La sensibilité des embryons aux ions zinc est plus forte au début du développement. L’animalisation obtenue est plus forte lorsque le traitement par les ions zinc est prolongé au delà du stade blastula. Les sensibilités aux ions zinc et aux ions lithium au cours du développement évoluent parallèlement.
Les effets d’un agent végétativisant, le chlorure de lithium, sur l’animalisation par les ions zinc, sont étudies sur des cultures mixtes en faisant varier la concentration en ions lithium, la concentration en ions zinc restant fixe. Les embryons passent du type végétativisé au type animalisé lorsque la concentration en ions lithium diminue. Quelques plutei de structure normale mais de petite taille peuvent être obtenus avec une concentration convenable en ions lithium.

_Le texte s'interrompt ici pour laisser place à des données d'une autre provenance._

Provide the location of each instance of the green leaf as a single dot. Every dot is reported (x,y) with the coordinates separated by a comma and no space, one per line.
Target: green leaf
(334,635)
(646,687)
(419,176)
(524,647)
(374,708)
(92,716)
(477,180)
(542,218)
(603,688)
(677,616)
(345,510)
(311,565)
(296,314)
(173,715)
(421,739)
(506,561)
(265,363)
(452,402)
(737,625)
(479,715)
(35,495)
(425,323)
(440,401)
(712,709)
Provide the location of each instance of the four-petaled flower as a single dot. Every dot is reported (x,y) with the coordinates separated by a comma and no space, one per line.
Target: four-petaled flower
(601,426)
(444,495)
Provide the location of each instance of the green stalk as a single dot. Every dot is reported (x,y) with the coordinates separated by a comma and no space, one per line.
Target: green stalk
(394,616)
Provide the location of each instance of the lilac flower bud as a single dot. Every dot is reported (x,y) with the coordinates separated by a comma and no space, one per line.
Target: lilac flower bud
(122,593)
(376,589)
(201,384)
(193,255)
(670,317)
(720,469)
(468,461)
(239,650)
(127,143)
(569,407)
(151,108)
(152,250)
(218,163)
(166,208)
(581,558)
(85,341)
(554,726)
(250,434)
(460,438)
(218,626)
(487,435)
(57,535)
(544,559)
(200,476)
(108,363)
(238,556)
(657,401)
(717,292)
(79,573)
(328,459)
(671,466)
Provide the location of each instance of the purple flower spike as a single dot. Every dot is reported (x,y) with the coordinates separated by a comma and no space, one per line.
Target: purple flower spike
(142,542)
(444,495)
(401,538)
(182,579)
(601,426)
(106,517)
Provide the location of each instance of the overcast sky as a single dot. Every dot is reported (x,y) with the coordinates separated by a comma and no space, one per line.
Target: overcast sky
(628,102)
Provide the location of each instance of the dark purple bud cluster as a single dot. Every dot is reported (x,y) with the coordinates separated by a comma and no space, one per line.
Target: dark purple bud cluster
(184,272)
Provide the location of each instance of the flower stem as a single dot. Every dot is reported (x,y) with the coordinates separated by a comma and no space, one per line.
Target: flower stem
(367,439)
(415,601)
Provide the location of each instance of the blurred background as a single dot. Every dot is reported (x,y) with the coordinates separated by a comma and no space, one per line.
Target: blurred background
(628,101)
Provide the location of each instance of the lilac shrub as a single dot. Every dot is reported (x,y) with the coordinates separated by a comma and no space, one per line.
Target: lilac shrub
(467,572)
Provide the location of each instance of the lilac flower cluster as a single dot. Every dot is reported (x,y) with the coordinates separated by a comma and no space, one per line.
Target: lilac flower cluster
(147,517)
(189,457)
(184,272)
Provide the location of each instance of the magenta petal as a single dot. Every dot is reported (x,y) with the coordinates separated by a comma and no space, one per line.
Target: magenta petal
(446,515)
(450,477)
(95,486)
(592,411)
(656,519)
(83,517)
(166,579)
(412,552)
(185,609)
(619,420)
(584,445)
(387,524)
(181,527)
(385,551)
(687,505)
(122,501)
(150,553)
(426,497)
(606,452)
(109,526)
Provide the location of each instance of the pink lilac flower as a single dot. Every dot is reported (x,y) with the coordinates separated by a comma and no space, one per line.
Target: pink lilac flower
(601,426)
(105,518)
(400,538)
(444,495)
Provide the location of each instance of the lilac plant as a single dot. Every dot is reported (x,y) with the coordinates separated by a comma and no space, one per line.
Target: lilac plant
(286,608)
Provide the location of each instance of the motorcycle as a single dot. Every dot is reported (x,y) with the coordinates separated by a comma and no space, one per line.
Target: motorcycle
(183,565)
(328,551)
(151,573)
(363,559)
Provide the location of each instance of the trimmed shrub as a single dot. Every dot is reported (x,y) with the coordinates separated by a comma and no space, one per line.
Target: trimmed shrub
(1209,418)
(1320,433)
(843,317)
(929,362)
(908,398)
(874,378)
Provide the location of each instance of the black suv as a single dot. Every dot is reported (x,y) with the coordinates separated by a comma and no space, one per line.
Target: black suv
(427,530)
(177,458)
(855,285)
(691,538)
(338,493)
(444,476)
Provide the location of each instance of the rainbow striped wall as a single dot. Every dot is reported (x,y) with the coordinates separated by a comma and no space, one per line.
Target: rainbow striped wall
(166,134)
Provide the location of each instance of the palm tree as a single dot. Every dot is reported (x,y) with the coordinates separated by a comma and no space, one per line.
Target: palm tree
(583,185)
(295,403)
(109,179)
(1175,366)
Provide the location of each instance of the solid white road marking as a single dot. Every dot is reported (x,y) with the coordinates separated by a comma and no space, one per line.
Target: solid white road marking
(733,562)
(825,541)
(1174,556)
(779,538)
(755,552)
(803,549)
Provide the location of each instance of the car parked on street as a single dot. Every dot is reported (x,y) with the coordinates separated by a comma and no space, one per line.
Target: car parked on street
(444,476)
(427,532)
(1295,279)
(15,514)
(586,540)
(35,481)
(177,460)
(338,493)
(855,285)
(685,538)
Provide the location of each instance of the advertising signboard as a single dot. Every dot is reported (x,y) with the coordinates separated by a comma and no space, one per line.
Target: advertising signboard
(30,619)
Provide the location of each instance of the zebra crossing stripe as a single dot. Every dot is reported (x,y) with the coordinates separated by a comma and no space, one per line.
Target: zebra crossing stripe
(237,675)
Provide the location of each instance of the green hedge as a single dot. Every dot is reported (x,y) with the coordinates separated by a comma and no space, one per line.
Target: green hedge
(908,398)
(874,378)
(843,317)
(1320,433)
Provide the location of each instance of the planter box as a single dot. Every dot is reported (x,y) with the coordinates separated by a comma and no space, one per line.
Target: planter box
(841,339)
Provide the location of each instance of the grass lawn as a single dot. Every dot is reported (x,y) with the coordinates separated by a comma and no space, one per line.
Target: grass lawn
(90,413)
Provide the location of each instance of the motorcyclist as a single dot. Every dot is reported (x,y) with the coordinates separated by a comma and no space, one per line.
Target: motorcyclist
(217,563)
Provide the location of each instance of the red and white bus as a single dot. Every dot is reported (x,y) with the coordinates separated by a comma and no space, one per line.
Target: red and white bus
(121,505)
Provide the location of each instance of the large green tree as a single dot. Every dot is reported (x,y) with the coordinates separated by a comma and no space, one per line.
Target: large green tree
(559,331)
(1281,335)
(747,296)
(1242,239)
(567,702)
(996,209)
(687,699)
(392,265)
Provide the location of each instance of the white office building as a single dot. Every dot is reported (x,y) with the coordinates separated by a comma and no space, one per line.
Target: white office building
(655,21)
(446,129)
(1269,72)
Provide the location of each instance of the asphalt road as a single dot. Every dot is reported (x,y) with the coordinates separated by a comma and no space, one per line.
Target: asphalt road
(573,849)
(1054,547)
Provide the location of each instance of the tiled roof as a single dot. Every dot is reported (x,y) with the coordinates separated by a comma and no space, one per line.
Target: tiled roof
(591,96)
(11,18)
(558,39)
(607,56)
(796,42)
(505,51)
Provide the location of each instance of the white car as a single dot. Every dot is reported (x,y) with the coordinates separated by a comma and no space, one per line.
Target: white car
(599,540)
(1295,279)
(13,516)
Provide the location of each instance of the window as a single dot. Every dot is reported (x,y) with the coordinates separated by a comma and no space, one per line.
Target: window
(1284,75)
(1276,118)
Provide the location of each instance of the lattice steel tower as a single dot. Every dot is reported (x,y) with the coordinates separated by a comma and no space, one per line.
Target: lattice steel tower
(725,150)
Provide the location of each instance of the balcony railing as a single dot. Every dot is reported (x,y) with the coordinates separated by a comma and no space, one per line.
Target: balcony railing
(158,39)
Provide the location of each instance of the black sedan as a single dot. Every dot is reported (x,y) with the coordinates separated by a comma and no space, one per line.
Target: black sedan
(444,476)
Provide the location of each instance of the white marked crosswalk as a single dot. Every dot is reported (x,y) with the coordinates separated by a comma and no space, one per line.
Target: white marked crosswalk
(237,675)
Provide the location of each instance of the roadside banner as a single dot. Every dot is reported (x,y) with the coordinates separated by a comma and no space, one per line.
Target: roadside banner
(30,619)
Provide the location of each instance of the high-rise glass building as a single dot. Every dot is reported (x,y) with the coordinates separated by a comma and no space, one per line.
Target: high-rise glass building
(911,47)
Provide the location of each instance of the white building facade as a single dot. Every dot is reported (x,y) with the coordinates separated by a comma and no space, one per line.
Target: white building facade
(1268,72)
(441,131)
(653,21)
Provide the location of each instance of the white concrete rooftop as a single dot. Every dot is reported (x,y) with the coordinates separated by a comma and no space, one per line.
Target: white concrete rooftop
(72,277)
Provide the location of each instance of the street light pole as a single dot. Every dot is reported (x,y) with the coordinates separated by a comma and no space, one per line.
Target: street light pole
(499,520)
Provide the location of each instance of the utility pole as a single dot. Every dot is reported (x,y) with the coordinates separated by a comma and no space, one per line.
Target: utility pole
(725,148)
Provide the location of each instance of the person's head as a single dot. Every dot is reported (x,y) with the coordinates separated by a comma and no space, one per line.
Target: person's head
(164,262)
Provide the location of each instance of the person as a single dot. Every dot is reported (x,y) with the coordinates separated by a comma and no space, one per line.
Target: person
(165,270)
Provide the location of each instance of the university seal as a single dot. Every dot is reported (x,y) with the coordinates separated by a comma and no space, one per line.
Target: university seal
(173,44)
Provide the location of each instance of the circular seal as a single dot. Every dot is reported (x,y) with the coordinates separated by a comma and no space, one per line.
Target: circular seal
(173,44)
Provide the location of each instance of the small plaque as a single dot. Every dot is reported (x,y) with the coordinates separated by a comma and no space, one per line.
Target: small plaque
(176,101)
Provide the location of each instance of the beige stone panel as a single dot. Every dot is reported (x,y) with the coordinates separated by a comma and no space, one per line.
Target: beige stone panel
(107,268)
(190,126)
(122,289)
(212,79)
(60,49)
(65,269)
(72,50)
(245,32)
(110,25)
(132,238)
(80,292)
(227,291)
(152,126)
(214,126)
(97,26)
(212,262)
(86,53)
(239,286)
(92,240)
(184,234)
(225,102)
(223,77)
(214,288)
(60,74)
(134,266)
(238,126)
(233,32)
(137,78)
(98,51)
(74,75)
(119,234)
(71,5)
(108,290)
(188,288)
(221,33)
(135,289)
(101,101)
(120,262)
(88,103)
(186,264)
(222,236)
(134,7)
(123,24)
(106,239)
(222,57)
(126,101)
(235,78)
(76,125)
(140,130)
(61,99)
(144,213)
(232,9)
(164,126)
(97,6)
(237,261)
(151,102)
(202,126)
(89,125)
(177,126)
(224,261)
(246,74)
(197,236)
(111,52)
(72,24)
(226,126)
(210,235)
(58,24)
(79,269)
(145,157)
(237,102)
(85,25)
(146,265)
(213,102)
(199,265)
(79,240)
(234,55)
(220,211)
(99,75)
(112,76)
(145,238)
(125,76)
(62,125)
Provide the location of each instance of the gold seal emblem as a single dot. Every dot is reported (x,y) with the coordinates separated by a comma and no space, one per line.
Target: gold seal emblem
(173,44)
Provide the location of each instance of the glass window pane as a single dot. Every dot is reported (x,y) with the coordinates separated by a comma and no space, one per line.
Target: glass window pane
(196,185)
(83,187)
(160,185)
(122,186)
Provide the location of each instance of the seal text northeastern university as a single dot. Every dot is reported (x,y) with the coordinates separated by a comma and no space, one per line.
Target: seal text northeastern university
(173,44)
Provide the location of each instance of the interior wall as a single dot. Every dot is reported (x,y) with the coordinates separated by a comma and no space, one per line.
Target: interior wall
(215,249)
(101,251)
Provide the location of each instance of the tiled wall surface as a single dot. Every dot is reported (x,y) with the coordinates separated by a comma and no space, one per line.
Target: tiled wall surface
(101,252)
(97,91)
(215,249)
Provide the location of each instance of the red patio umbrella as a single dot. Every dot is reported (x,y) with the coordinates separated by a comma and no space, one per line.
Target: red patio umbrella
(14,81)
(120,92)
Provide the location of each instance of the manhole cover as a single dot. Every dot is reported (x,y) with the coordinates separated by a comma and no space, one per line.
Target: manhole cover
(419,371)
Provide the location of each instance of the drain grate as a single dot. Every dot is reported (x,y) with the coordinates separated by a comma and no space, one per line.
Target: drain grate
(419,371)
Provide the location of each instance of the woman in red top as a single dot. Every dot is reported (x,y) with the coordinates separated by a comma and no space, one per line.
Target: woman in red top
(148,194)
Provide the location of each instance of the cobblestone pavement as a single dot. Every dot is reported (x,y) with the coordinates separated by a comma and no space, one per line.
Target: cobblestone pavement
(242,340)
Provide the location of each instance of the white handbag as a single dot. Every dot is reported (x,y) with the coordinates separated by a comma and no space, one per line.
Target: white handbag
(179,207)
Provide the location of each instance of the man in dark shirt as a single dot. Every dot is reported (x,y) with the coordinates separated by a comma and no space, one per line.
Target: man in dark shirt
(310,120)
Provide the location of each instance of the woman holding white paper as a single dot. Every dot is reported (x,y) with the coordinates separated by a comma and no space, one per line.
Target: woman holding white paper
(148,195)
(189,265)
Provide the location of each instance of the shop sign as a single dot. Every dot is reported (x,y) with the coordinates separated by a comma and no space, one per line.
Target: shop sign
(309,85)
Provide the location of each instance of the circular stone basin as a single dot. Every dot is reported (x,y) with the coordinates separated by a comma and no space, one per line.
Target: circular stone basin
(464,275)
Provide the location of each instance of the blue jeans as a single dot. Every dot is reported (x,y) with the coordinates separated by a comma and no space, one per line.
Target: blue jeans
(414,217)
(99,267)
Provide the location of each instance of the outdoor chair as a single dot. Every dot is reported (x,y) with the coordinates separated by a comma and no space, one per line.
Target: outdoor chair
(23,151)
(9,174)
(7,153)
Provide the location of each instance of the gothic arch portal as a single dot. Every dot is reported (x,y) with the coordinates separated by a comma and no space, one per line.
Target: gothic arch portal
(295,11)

Les ions zinc à la concentration 5 × 10−6 M et 10−5 M et le bleu Evans, un colorant polysulfonique acide, à la concentration 5 × 10−6 M induisent le développement de larves à symétrie radiale. Agissant ensemble à ces concentrations, ces agents exercent un effet animalisant.
Le déterminisme de l’animalisation de l’œuf d’oursin par les ions zinc est discuté en fonction de leur affinité pour les protéines et des interférences qui en résultent avec la synthèse des protéines spécifiques au cours du développement embryonnaire.
SUMMARY
The animalizing effects of zinc ions on the development of eggs of the sea-urchin Paracentrotus lividus were studied.
The susceptibility of the embryos to zinc ions is stronger at the beginning of development. Treatment by zinc ions has to be extended beyond the blastula stage in order to get the animalizing effects maximally expressed. The evolution of susceptibility to zinc ions during development is similar to the evolution of susceptibility to lithium ions.
The action of a vegetalizing agent, such as lithium chloride, on the animalizing effects of zinc ions was studied in cultures with zinc chloride at a concentration of5x10−4M and lithium chloride at concentrations varying over a fairly wide range. With decrease in concentration of lithium chloride, the embryos pass from vegetalized to animalized types. Very small plutei can be obtained with suitable concentrations of lithium chloride.
Both zinc ions at concentrations of 5 × 10−6 M and 10−5 M, and the acid polysulfonic dye, Evans blue, at a concentration of 5 × 10−6M, induce the development of radial larvae. Acting together at these concentrations, these agents exert an animalizing effect. The summation of the effects of these two animalizing agents is thus demonstrated.
The process of animalization by zinc ions in the sea-urchin egg is discussed in relation to the affinity between animalizing agent and proteins, and the interference with synthetic processes of specific proteins during embryonic development.